After thinking it through a bit more, I changed the default behavior to
the following:
The preferred lifetime is now as given by the ISP, however the DHCPv6
server will only hand out the address with the highest preferred
lifetime (= the ULA unless disabled).
Thus flash renumbering should still work (since only the ULA-address
cannot be changed immediately).
Is that okay with you or do you see any other issues?
Cheers,
Steven
On 26.03.2015 20:38, Arjen de Korte wrote:
Citeren Steven Barth <cy...@openwrt.org>:
This breaks clients that need fixed IPs (in my case, mostly webmail
clients).
I wonder why they are so sensitive to source-address changes since
their old address is still valid and not deprecated so there is no
need to switch.
Webmail clients usually don't keep a connection open to the server,
hence every connection is a new one. The webmail server only sees the
source IP, so even if the DHCPv6 address is still valid for the
client, a re-login is needed because the source IP changes.

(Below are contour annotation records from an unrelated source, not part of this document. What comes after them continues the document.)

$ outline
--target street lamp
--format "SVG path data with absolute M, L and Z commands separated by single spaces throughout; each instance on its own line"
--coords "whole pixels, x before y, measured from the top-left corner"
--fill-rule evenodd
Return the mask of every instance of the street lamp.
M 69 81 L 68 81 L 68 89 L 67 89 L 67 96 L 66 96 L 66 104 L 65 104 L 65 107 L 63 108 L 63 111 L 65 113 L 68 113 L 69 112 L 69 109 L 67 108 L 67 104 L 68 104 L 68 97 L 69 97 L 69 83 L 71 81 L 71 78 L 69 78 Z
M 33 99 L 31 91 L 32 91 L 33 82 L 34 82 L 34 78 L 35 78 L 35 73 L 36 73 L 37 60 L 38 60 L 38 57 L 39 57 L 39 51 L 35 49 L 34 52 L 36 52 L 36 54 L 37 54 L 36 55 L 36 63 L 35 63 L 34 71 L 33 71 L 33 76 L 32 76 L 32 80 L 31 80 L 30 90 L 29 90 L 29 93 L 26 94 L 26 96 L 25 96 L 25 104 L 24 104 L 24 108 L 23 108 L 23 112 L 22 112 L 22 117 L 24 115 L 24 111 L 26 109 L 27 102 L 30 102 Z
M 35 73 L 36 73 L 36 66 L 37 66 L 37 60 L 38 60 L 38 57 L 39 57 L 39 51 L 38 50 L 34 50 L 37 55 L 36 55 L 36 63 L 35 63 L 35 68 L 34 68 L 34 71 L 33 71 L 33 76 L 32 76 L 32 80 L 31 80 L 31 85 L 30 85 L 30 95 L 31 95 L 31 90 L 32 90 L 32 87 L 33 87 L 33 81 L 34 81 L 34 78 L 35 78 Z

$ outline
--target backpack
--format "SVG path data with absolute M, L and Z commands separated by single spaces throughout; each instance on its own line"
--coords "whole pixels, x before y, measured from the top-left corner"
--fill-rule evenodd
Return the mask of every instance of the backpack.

I would gladly send the DHCPv6 address with 0 preferred lifetime but
Apple's DHCPv6 client has issues and discard addresses therefore the 1.
I could create a patch for this, but for now I consider this a
regression, rather than a feature that needs to be configurable. I
fail to understand the reasons why this change, which deliberately
breaks the outgoing addresses (even if only momentarily) was
introduced.
The reason for this change is that no host seems to support DHCPv6
reconfiguration so we cannot update clients whenever we see fit (e.g.
ISP goes down / is switched / designates a different PD). Which means
that in absence of that in worst case client connectivity is lost for
T1 seconds.
I don't see how this fixes things then. When ra_management is '2'
you'd still run into the exact same problem (just without the fallback
to SLAAC). In contrast, if the ip6prefix is configured statically (as
in my case), there is no chance this will ever happen, since changes
will never happen unexpectedly.
I think this would be much better fixed by making the client renew its
lease more frequently (by lowering the valid and preferred lifetimes).
The present fix will also not work for anthing else than a /64.